- Alston speaking in 2026
- Born: Ashanti Alston Omowali 1954 Plainfield, New Jersey, U.S.
- Organization(s): Black Panther Party Black Liberation Army
- Movement: Black nationalism,; Black Liberation,; Black anarchism;
- Spouse: Safiya Bukhari ​(m. 1984)​

= Ashanti Alston =

American anarchist activist (born 1954)

Ashanti Omowali Alston (born 1954) is an anarchist activist, speaker, and writer, and former member of the Black Panther Party and Black Liberation Army. From 1974 to 1985, he spent time in prison for bank robbery, which caused him to become further engaged in politics. He is currently on the Steering Committee of the Jericho Movement to free U.S. political prisoners. Alston resides in Providence, Rhode Island.

==Early life==
Alston grew up in the inner city of Plainfield, New Jersey, which he described as being, at that time, "Niggertown with all the customs and traditions of racism, sexism and powerlessness". Alston was 11 years old during the assassination of Malcolm X and 13 years old during the 1967 Newark riots, events that both took place near his hometown of Plainfield. In a 2010 interview, Alston said that he did not remember Malcolm X's death in 1965, but he began to understand the significance of Malcolm's legacy as rebellions occurred throughout the United States in 1967. Alston described seeing his older brother's copy of Malcolm X's autobiography with the subtitle "Former pimp, hustler, robber, who becomes leader of the Black Revolution", which demonstrated to him that "people that come from that kind of background can play a heroic role in the struggle." He recalled that witnessing the 1967 Plainfield rebellion gave him "an image of black men and women in heroic roles in our community crashing all the myths about us being 'niggers', all that stuff."

Malcolm X's assassination and the Newark riots influenced Alston's decision to join the Black Panther Party at age 17, as he believed that the Panthers were "taking Malcolm's teachings to the next level". At this time, Alston attended Nation of Islam meetings despite not being a member.

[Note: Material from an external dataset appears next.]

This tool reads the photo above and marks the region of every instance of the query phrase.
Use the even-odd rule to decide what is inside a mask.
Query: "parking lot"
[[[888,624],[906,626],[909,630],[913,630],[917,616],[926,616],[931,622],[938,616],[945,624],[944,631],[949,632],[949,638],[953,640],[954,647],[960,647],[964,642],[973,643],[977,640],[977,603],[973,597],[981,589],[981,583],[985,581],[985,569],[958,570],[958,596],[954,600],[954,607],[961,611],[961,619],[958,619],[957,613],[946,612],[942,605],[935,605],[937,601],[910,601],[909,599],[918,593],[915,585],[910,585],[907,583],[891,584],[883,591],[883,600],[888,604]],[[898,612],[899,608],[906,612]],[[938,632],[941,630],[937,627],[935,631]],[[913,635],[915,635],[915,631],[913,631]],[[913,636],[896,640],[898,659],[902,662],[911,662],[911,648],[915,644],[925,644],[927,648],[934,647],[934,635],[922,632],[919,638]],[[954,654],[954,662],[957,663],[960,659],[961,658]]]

He felt a strong disdain for white people, as preached by the Nation of Islam; however, upon joining the Panthers, he changed his views.

==Black Panther Party, Black Liberation Army, and prison==
In 1971, in the face of the Panther 21 trial, which saw several of his peers possibly facing the death penalty, Alston joined the Black Liberation Army (BLA), a spin-off group from the Panthers that advocated for and attempted armed struggle against the United States government. In 1974, he was arrested and imprisoned for 11 years for taking part in a robbery intended to raise funds for the BLA. Alston credits his time in prison with helping him to learn about political movements, economic theories, political organizations, religion, and guerrilla theories. During this time, he became an anarchist, in contrast to the Marxism-Leninism and Maoism explored by the Black Panther Party. While imprisoned, Alston also became disillusioned with the BLA, particularly due to its endorsement of drugs, as he understood the intention of the BLA to be the liberation of Black communities from the tyranny and influence of drugs at the time.

Alston observed much sexism during his time in the Black Panther Party, despite the group's stated intention of gender equality, which he didn't fully realize until his stint in prison. However, he has acknowledged that some women still felt empowered by the Black Panther Party to fight sexism despite experiencing it within the party, recalling, "Sisters would tell you that because everybody had guns there were certain ways that they could tell a brother, 'you're not going to fuck with me, I'm not going to be your sexual object because I got a gun'."

==Personal life==
In 1984, Alston married fellow BPP and BLA member Safiya Bukhari. She died in 2003.